Christopher Ræburn & MCM Team Up For Sustainability

Christopher Ræburn & MCM Team Up For Sustainability

Everything you need to know about the forthcoming climate-conscious capsule collection

Everything you need to know about the forthcoming climate-conscious capsule collection

Photography: Portia Hunt

Text: Maxwell Williams

There’s much to love about Christopher Ræburn’s new S/S '17 collection for MCM, which debuted at the Grand Connaught Rooms this weekend. The London designer put together a unisex collection of travel wear for the brand’s 40th anniversary.
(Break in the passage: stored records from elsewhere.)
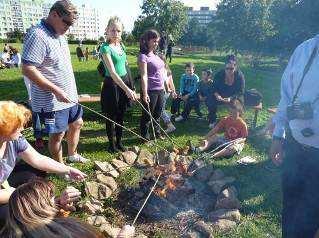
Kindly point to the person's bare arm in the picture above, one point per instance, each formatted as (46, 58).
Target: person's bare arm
(41, 162)
(36, 77)
(117, 79)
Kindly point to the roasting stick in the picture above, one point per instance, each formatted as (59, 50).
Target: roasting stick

For the line, titled “Made to Move,” Ræburn offers up a new way to travel, using sustainable materials as a core to the collaboration.

MCM has been around for 40 years, but it’s become more of a player since Kim Sung-joo, a South Korean businesswoman that everyone refers to as “Mrs. Kim,” purchased the brand in 2005. Tapping Ræburn—a highly coveted designer—for the collection was a bold statement, and speaks to the brand’s recent commitment to sustainability.

“I’m very proud that MCM were interested in the work that I was doing around sustainability in my own line,” Ræburn said backstage after the show. “Everything you see here is underpinned by sustainability. We’re not on a soapbox saying you have to buy sustainable; we’re actually just saying, here’s a really cool jacket or a cool backpack. And then when you get that product home, you understand that it’s Bluesign approved, it’s made in the best factories in the world, the quilt has been made from recycled bottles.”

Ræburn came to develop the grey and blue camo polygons by breaking down several MCM bags, known for their “Visetos” logo. “The first thing I did was ask for ‘seconds,’ the bags that didn’t quite make the grade, then deconstructed them,” he says. “It’s quite a crazy first step that I don’t think many people would take, but what you’re looking at is so much detail, and it’s the start of camouflage.”

The camouflage pattern was transferred to bombers, trenches, parkas, pants, and shorts. The hoodies and T-shirts have MCM spelled out in a design that looks like soundwaves made with vape smoke. Ræburn, who also serves as Victorinox’s artistic director, said the collection took 9 to 12 months of work to complete, a bit longer than he usually works, “in order to get the right pieces ready. It’s for the global nomad.”

The presentation itself reflected that idea, taking place in the dimly lit ballroom on a rotunda with a screen surrounding it that displayed LED projections of weather patterns. It’s a bit ironic, the idea that a traveler will need such substantial outerwear as the camo trench when they encounter heavy weather patterns exacerbated by global warming—perhaps the sustainable initiative is coming at precisely the right moment.

It was also one of the most star-studded affairs of L:CM, with a front row that featured Will.I.Am, Lucky Blue Smith, and South Korean rapper CL (who said the show was “really cool”).